Why we upgraded: MT 3.3 was getting slowwwwww. And worse, it looked like it was getting slower the more entries we added — indicating the problem might get worse with time. I have a hunch that MT wasn’t writing the SQL queries correctly to properly leverage indexes. When I installed MT 4, our entry build times were cut almost in half.

The main reason we didn’t upgrade earlier was that on MT 3.3, we were using RightFields, which hasn’t been (and from what it looks like, might never be) upgraded for MT4. I’ve been waiting for it since September and it hasn’t happened. I recently discovered, however, that you can convert RightFields data to CustomFields, which is available for MT4. More on the conversion process later.

How to get MT4 with CustomFields: MT 4 is open source, so we thought it wouldn’t matter that our paid support contract from MT 3.3 was almost up. Wrong. Turns out that the “CustomFields” plugin is only available with the “professional pack” (i.e. paid) version. Seems to me that an open source version of Custom Fields is definitely needed.

So I poked around the MT Web site and found out that the education license that we have can be upgraded for free to MT 4 as long as we have a current support contract. No word on how exactly to obtain that upgrade. So I searched around again to find the account info from when we bought MT last May. I logged onto that system and filed a support ticket. At first they told me I needed an upgraded support contract, but after I complained they added it to our account for free.

Doing the RightFields conversion: We were storing our RightFields data in an SQL table. The only documentation I could find about migrating to CustomFields was a blog entry and accompanying script called RF2CF. The plugin installed and showed up fine in MT 4, but it didn’t work. I think this is because the plugin was designed for RightFields that was using PluginData instead of an SQL table.

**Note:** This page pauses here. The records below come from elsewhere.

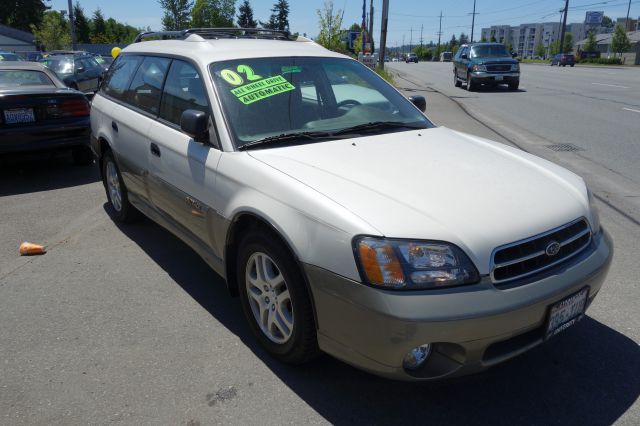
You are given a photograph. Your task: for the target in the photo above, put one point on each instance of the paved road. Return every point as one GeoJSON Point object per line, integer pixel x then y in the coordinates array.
{"type": "Point", "coordinates": [595, 109]}
{"type": "Point", "coordinates": [125, 324]}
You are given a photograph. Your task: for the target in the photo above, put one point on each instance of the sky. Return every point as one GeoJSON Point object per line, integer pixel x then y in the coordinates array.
{"type": "Point", "coordinates": [408, 19]}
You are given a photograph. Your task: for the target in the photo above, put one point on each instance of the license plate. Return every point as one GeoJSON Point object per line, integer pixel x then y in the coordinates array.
{"type": "Point", "coordinates": [566, 312]}
{"type": "Point", "coordinates": [20, 115]}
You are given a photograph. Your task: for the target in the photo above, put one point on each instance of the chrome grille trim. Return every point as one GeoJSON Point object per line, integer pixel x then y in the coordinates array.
{"type": "Point", "coordinates": [538, 253]}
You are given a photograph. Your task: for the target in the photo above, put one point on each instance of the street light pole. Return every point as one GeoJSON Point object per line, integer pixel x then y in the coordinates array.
{"type": "Point", "coordinates": [72, 25]}
{"type": "Point", "coordinates": [473, 19]}
{"type": "Point", "coordinates": [383, 31]}
{"type": "Point", "coordinates": [564, 24]}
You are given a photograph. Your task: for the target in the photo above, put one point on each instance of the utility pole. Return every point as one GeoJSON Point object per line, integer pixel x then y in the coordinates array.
{"type": "Point", "coordinates": [383, 31]}
{"type": "Point", "coordinates": [72, 25]}
{"type": "Point", "coordinates": [439, 33]}
{"type": "Point", "coordinates": [411, 40]}
{"type": "Point", "coordinates": [564, 24]}
{"type": "Point", "coordinates": [473, 20]}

The hack: I took out most of the code from RF2CF and wrote code to manually connect to the database. I’ve asked Chad Everett, who wrote RF2CF, for permission to post my changes. (UPDATE: I got permission. Check out the code.) One problem I had was that custom fields apparently wants each blog to have its own set of fields, so you can’t reuse extra fields from one blog to the next.

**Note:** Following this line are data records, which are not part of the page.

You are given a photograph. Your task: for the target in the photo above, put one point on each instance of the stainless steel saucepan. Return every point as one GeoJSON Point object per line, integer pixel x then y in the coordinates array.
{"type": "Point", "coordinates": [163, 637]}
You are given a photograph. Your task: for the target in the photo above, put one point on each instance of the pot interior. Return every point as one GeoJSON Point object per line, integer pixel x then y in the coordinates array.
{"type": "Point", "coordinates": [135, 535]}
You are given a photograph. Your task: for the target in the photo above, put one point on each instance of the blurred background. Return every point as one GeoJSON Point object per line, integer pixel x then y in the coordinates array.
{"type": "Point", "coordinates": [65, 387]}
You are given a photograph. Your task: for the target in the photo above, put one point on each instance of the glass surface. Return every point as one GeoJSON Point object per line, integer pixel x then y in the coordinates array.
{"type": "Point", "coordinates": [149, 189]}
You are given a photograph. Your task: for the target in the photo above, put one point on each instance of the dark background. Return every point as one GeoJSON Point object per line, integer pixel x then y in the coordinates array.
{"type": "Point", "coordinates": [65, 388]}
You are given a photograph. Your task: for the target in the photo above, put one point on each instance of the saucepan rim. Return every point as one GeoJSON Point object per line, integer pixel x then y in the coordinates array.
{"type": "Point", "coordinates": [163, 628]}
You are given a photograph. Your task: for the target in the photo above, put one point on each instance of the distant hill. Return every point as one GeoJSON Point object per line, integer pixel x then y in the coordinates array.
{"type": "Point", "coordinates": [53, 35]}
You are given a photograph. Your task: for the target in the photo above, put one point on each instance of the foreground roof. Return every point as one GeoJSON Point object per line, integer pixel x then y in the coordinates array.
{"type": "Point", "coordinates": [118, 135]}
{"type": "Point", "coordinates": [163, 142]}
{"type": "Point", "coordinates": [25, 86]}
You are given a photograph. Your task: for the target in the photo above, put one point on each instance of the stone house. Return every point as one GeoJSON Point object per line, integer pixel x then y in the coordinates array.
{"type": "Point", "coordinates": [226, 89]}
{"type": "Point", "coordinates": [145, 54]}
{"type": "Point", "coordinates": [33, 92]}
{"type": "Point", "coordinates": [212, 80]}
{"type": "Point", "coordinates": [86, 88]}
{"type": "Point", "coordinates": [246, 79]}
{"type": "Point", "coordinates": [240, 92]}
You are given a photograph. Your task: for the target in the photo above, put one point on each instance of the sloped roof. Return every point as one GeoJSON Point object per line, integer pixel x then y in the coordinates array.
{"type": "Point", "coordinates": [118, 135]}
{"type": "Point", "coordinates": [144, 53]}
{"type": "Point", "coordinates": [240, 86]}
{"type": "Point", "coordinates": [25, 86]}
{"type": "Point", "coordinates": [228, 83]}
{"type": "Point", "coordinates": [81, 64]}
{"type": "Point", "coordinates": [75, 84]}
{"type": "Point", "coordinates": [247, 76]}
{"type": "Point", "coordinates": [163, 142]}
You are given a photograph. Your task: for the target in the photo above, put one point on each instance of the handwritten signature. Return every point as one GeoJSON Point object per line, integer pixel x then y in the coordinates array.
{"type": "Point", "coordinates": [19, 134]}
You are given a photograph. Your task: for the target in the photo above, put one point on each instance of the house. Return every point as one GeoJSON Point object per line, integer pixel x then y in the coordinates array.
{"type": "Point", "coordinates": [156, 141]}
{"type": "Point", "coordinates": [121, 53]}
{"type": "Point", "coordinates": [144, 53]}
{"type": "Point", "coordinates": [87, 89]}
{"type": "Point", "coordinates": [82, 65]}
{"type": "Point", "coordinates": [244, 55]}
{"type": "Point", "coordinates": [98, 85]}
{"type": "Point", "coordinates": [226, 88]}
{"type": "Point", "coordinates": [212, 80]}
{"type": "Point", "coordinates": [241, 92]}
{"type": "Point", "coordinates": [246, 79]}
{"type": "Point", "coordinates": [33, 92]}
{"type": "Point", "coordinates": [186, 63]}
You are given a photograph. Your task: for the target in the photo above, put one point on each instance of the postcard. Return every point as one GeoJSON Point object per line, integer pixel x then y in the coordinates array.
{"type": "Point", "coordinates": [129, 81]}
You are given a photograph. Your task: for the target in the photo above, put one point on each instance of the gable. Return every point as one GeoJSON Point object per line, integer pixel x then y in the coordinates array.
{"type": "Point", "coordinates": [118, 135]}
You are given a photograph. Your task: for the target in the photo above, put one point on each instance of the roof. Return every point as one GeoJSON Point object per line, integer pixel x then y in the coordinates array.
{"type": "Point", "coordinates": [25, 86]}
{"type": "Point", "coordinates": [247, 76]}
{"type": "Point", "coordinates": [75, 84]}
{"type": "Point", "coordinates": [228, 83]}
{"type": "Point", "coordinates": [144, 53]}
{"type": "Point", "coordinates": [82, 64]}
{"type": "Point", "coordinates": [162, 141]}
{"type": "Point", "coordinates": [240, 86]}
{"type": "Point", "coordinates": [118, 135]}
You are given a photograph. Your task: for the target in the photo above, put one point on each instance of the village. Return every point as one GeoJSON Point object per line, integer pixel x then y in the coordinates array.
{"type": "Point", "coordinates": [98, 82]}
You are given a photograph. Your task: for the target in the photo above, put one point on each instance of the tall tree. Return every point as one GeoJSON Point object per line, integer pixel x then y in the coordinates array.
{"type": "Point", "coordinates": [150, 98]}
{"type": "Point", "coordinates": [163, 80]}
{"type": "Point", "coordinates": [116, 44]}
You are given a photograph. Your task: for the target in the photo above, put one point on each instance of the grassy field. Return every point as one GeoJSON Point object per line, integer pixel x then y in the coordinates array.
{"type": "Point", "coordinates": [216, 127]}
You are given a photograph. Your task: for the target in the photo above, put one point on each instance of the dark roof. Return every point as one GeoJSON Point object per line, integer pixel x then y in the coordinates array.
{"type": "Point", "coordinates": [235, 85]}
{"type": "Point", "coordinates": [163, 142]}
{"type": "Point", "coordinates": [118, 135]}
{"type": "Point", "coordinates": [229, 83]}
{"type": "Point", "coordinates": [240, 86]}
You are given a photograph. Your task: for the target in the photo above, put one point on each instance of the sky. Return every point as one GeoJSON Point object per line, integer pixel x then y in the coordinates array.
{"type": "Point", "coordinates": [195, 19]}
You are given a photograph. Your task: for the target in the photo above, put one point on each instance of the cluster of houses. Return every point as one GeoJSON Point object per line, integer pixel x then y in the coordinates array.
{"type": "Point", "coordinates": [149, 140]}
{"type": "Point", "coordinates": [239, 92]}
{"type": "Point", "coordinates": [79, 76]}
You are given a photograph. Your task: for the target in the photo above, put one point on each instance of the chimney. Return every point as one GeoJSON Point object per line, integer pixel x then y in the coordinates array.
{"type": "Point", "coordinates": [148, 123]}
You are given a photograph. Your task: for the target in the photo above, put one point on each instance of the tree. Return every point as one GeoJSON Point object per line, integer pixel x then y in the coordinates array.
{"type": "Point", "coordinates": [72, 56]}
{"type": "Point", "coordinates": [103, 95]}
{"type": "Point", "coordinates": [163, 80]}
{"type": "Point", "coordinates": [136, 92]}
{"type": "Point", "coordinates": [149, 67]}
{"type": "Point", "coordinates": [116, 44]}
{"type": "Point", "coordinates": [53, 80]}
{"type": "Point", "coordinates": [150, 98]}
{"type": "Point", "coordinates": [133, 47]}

The results: While build times are much faster, MT itself is running a bit slower. Loading pages like the “New Entry” page now takes longer than it used to. Not sure why this is; perhaps a Windows thing. I tried installing MT4 on a FreeBSD server and it’s speeding along just fine.

Leave a comment if you’ve had any similar issues or you have questions about what I did.

Side note: PluginData is really annoying. If CustomFields used SQL data too, I could have written a simple script — or even used an Excel Spreadsheet — to do the conversion. No MT knowledge required. But since PluginData is stored in binary, I pretty much have to use MT’s code.